Lacrimosa (Tearful)

Here is a wonderful article about a man who is able to hear music for the first time. The song to reach his ears before any other was, apparently, the Lacrimosa from Mozart’s Requiem. Mozart died when he was nine bars into the Lacrimosa section of the Requiem, and it was completed by his friend Franz Xaver Süssmayr. Those nine bars were crucial and informative however, and Süssmayr’s completion feels pretty seamless (to me).

Given the text, the Lacrimosa sections of Requiems frequently bring out the most tender work a composer can muster. It’s a call for mercy on judgement day. The latin translates to:

Full of tears shall be that day
On which from ashes shall arise
The guilty man to be judged;
Therefore, O God, have mercy on him.
Gentle Lord Jesus,
grant them eternal rest. Amen.

Here is what Austin Chapman, the young man in the article, has to say about hearing it (and music) for the first time:

“When Mozart’s Lacrimosa came on, I was blown away by the beauty of it. At one point of the song, it sounded like angels singing and I suddenly realized that this was the first time I was able to appreciate music. Tears rolled down my face and I tried to hide it. But when I looked over I saw that there wasn’t a dry eye in the car.”

The picture below is of the beginning of the Highline (abandoned elevated railroad tracks that were turned into a public park). I went out to read, because I needed to get out of the house, and I needed to do something other than drown in my missing-Buddy-sorrow.

I started what is turning out to be a perfect, magical book. It’s called Jim the Boy and it’s the coming of age story of a ten year old boy in North Carolina during the depression. Seriously, it’s a treasure. Lucky me to have Howard hand this book to me at this particular point in time. It is soothing my heart.
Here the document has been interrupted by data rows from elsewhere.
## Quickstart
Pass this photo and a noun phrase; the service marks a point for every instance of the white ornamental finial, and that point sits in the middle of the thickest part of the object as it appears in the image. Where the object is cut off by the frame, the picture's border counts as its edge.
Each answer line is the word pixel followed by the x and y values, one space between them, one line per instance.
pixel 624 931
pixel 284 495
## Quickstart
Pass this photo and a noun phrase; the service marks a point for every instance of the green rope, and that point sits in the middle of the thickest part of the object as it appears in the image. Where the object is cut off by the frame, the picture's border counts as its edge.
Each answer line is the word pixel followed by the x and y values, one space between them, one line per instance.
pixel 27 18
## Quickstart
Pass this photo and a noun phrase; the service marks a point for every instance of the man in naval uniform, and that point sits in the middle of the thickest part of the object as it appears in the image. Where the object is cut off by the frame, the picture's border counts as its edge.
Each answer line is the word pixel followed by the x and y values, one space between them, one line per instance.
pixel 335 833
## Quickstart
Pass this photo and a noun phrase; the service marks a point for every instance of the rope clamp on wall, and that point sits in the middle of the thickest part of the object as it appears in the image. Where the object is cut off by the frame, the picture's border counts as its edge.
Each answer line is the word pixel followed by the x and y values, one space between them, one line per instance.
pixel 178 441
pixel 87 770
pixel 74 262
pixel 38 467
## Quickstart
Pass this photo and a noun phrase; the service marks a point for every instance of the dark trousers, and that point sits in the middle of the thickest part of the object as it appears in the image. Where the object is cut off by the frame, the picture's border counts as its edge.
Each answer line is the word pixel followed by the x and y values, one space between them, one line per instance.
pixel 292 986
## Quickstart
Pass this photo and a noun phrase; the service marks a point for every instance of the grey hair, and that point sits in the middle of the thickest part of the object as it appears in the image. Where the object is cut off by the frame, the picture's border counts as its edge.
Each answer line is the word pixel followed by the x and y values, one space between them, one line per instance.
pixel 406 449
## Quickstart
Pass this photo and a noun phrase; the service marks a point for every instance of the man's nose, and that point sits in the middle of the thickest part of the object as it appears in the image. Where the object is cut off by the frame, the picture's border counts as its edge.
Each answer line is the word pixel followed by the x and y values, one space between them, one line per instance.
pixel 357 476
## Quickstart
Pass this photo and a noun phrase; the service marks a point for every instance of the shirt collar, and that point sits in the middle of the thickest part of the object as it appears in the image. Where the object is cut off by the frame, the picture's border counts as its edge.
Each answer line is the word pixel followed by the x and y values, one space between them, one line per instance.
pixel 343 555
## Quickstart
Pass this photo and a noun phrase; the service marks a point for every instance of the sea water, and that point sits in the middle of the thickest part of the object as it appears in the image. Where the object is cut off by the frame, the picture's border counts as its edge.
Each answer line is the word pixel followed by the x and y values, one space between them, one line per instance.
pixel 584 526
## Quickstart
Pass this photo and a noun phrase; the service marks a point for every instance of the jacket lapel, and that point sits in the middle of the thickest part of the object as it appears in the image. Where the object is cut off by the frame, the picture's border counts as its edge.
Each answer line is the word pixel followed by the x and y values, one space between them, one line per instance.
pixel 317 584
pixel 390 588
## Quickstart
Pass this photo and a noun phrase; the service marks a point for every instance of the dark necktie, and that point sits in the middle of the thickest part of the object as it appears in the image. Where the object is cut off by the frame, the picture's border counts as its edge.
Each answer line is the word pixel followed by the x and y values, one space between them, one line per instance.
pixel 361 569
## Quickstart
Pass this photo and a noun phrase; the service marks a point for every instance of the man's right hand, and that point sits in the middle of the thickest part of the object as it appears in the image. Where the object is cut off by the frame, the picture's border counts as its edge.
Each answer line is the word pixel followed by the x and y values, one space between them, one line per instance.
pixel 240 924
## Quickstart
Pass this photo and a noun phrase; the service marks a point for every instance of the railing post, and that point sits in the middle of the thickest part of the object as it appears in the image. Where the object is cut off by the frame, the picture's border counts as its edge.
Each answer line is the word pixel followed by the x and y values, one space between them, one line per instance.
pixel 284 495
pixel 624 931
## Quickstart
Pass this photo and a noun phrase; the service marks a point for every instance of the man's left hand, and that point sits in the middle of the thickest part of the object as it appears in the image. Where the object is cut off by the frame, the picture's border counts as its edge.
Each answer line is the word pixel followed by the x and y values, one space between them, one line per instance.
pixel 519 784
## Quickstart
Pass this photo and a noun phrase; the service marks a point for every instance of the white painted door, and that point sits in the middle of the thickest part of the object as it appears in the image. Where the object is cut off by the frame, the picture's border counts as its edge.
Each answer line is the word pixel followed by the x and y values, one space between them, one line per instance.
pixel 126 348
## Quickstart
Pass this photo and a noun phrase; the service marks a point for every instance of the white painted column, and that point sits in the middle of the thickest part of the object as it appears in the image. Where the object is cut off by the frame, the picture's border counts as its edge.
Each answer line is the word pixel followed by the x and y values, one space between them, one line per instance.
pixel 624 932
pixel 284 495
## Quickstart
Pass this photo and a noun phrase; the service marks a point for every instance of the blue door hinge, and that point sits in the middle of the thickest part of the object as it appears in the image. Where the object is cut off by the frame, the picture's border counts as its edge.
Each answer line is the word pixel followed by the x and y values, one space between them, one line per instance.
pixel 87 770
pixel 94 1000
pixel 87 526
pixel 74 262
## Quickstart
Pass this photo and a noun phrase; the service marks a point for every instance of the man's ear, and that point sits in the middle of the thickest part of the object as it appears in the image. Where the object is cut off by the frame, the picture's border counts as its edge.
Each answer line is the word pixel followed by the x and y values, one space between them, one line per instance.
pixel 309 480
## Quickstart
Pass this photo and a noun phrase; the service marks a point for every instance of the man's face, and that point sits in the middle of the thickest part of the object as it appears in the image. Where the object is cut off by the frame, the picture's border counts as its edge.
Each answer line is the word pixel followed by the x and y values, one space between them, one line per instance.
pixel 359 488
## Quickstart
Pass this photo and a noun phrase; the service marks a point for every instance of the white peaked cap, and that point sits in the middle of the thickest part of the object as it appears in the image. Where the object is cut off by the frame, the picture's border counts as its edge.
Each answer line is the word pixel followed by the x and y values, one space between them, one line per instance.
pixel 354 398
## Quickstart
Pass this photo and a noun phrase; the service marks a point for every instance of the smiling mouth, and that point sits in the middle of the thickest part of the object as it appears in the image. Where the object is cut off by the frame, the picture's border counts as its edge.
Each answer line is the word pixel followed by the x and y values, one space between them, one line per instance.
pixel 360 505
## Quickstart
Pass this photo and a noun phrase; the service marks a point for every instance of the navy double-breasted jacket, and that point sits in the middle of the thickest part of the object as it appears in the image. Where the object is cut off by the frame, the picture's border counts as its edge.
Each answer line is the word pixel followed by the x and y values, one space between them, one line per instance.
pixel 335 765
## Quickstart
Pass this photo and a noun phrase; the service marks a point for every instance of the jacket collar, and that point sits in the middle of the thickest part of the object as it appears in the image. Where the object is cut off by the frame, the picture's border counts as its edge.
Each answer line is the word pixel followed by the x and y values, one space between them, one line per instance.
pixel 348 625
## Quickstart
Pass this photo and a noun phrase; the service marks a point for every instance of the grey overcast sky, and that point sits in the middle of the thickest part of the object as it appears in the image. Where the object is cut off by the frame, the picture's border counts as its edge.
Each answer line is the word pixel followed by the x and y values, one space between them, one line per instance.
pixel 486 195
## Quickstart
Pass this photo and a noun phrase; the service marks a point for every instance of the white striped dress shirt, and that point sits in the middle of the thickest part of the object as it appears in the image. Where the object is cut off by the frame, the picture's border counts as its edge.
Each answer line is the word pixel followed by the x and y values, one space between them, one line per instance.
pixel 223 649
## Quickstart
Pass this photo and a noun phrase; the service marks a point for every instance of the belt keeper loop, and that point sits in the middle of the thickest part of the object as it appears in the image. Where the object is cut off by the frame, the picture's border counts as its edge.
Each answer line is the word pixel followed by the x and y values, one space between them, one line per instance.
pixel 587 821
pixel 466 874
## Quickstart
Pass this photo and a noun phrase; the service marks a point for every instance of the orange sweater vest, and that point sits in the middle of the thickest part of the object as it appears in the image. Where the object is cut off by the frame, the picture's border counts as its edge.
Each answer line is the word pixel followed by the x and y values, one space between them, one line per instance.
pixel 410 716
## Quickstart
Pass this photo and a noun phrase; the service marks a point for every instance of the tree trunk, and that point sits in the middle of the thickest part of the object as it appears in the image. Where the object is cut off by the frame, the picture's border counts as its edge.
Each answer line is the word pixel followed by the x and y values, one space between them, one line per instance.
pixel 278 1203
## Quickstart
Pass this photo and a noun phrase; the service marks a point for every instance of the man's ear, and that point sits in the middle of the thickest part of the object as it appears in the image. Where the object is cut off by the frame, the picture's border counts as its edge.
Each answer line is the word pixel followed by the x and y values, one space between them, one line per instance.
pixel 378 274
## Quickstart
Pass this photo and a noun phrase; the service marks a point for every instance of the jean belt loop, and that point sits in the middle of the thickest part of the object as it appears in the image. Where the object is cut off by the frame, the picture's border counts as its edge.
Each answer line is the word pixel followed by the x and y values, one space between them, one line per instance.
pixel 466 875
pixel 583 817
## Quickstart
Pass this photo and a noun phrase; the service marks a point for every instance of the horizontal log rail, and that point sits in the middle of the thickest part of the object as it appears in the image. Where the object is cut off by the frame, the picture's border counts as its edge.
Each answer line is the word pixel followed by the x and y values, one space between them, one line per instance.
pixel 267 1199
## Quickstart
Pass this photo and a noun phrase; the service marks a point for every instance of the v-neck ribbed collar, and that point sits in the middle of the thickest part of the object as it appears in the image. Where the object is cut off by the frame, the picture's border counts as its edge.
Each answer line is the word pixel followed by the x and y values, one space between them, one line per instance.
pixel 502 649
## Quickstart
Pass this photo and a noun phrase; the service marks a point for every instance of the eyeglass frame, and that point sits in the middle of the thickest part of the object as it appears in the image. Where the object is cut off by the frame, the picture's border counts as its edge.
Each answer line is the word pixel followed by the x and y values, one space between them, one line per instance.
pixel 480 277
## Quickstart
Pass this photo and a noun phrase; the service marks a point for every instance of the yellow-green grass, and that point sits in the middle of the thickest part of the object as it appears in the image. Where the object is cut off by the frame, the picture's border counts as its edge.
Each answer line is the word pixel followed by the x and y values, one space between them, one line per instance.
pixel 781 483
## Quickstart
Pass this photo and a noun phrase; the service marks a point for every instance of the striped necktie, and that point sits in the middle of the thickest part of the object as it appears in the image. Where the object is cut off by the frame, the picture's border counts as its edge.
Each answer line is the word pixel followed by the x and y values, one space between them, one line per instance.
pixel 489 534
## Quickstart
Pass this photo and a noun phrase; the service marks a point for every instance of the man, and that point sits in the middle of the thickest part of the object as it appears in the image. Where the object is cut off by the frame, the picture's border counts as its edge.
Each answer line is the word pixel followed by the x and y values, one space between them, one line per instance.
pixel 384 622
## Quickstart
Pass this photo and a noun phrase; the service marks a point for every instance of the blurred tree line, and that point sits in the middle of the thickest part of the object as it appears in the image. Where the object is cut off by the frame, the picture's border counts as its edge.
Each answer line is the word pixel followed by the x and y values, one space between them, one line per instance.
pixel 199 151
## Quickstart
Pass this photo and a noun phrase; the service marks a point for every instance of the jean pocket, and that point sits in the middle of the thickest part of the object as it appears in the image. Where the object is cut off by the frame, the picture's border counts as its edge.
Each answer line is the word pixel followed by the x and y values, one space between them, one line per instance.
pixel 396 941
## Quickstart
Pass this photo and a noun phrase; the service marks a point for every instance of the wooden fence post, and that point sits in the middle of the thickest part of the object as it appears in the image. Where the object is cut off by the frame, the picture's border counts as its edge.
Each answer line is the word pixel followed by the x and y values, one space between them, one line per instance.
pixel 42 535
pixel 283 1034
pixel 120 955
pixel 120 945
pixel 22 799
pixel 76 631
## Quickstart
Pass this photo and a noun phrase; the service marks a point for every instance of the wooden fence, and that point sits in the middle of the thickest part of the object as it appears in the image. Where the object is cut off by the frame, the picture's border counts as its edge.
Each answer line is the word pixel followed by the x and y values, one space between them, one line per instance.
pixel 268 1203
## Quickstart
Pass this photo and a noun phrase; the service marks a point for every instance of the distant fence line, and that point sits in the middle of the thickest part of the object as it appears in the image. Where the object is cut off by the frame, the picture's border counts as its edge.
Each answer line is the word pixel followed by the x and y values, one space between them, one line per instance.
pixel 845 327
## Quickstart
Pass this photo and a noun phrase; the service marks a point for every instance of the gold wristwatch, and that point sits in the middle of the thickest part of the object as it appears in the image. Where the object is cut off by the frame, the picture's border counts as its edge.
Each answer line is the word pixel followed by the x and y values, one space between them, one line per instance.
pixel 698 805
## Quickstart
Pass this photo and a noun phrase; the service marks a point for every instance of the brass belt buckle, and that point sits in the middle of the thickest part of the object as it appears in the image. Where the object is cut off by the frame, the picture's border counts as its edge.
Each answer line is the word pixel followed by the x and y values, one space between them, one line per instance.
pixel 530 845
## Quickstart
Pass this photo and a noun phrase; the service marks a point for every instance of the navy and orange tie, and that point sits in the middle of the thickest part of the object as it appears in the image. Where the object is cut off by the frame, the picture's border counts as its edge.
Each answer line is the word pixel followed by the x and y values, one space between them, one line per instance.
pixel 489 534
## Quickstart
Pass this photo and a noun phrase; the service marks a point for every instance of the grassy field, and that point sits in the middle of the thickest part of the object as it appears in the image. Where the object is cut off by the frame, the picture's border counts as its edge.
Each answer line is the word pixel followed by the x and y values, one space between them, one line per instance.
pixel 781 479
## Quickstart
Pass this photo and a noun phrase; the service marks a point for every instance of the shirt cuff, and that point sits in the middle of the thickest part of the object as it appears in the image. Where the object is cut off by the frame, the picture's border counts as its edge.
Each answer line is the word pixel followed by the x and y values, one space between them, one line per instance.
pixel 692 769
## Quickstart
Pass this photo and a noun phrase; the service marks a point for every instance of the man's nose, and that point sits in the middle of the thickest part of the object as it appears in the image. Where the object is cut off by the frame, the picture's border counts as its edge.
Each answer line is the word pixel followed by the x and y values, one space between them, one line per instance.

I’m going back to curl up on the couch and finish it now.

Highline, New York City

Stacy Horn

I've written six non-fiction books, the most recent is Damnation Island: Poor, Sick, Mad, and Criminal in 19th-Century New York.

View all posts by Stacy Horn →

2 thoughts on “Lacrimosa (Tearful)

  1. I’ve always loved Requiems too…one of my favorites has always been Faure’s. When I was in college, I used to play it pretty frequently on my record player (remember those?) and earned the sobriquet “Maudlin Mavis”. I do have Mozart’s Requiem on a CD and will have to listen to it again soon. Thought I’d pass along one of my favorite coming-of-age book titles too…”Growing Up” by Russell Baker.

  2. The Faure is a beautiful Requiem, I agree. My choir sang it a week or so after 9/11. And then again on the 1st anniversary. It’s a lighter requiem, I think, and sometimes that’s what you need. (Not lighter in import or depth, just a lighter touch.)